Formula 1: la favola di Kubica finisce sul più bello

La scuderia di Groove avrebbe scelto il Sergey Sirotkin. Inutile però parlare solo della dote del russo...

during day two of F1 in season testing at Hungaroring on August 2, 2017 in Budapest, Hungary.

Formula 1 - I sogni son duri da spezzare, ma talvolta devono fare i conti con la realtà. Quella, di contro, può metterti di fronte ad un destino che - di contro - può mostrarsi avverso ai propri occhi. Tutto però, sta nel capire da che parte guardare. Prendete ad esempio il sogno di Robert Kubica. Una trama degna di un film di Hollywood. Solo che, stavolta, al posto di un attore, c'era un pilota dotato di un talento da campione costretto all'oblio per tanti anni, pronto alla sua seconda occasione in Formula Uno.

Il trentatreenne polacco, dopo quel terribile schianto e la menomazione alla mano, aveva fatto gridare al miracolo per la sua dedizione e volontà, la sua caparbietà e la sua concentrazione in quei primi test preparatori a bordo di una vecchia Renault. Quel che sembrava un test con poche velleità, divenne una luce in fondo al tunnel da vedere ed afferrare. Il secondo test al Paul Ricard, poi quella prova, vera e definita in Ungheria con le vetture 2017. Non se ne fece nulla con Renault, nonostante stampa, tecnici e tifosi sembrassero tutti dalla parte di Robert.
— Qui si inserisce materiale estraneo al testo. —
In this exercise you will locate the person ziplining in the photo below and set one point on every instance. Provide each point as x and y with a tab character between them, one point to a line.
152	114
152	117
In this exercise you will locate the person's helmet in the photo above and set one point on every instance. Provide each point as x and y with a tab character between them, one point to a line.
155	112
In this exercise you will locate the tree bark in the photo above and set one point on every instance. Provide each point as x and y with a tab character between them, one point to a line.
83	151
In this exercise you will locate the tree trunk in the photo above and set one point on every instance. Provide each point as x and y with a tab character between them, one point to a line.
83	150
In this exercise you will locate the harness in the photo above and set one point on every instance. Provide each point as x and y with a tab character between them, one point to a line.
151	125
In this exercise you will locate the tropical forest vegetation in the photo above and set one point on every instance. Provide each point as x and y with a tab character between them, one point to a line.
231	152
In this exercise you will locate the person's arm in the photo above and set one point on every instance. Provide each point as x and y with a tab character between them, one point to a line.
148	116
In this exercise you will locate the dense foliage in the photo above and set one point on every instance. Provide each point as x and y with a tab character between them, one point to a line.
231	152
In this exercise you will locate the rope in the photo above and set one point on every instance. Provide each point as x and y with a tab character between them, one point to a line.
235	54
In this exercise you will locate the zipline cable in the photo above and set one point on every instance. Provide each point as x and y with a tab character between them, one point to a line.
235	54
Ecco allora la speranza Williams, con i test di fine anno di Abu Dhabi.

Quel sedile, lasciato libero da Massa, sembrava promesso in un finale dai contorni da oscar. Ed invece, ecco come il sogno di Robert, si sia spezzato sul più bello. Già, perchè quel sedile, rappresentava il sogno anche di un altro ragazzo, di quel Sergey Sirotkin che, a 22 anni, cercava quella porta d'accesso alla Formula Uno allo stesso modo. Il suo sogno, forse meno romantico, aveva ed ha lo stesso valore di quello di Kubica. Il suo problema? Esser visto come "l'antagonista" dello sfortunato ragazzo polacco, l'avversario che solo in virtù della dote di denaro è riuscito nell'impresa di afferrare il sedile della Williams. Già, perchè il team di Groove sembra aver scelto oramai il russo. C'è stata una reazione un po' dura nei confronti della dote del pilota russo. La voce secondo cui i soldi abbiano fatto la differenza è rimbombata fortemente.
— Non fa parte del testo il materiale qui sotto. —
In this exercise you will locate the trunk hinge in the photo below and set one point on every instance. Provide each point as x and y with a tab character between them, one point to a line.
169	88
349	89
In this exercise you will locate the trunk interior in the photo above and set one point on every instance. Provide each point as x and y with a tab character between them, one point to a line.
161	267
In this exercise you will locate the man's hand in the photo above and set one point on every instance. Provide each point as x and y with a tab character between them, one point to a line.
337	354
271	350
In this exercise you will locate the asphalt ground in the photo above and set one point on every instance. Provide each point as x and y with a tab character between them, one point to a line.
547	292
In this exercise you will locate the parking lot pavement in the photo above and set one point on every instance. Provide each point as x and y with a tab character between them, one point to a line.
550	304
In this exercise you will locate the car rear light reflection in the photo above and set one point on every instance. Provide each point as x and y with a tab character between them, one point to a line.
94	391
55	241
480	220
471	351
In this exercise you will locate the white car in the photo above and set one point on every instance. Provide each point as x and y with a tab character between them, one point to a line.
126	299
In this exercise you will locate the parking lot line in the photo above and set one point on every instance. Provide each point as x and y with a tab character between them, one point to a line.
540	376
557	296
Come sottolinea però anche lo stesso sito sempre ben informato "italiaracing.net", Sergey ha girato veramente molto forte nei test di Abu Dhabi, risultando migliore di Kubica anche nell'analisi comparativa tra diverse gomme. Tanto per citare un esempio, con le coperture più morbide, Robert è stato più veloce "solo" di circa mezzo secondo rispetto al russo, quando il distacco sarebbe dovuto essere intorno al secondo. Chi si trovava li parlava di un Kubica contrariato.

Chiaro, i soldi hanno aiutato, ma non si può delegittimare il sogno di questo ragazzo di 22 anni perchè la storia di Kubica piaceva a tutti. E' un peccato, ma per il polacco si apriranno, verosimilmente, le porte del DTM come ufficiale Mercedes. Non sarà il sogno tanto auspicato, ma tant'è. Tanto per la cronaca, Sergey Sirotkin ha una storia non troppo dissimile a quella per cui in tanti in Italia, hanno fatto il tifo per Giovinazzi.

E' un talento, che merita una chance in Formula Uno: è stato il più giovane campione della F.Abarth europea nel 2011. Nel 2015 è stato terzo in GP2 al primo anno con Rapax, idem nel 2016 con la ART.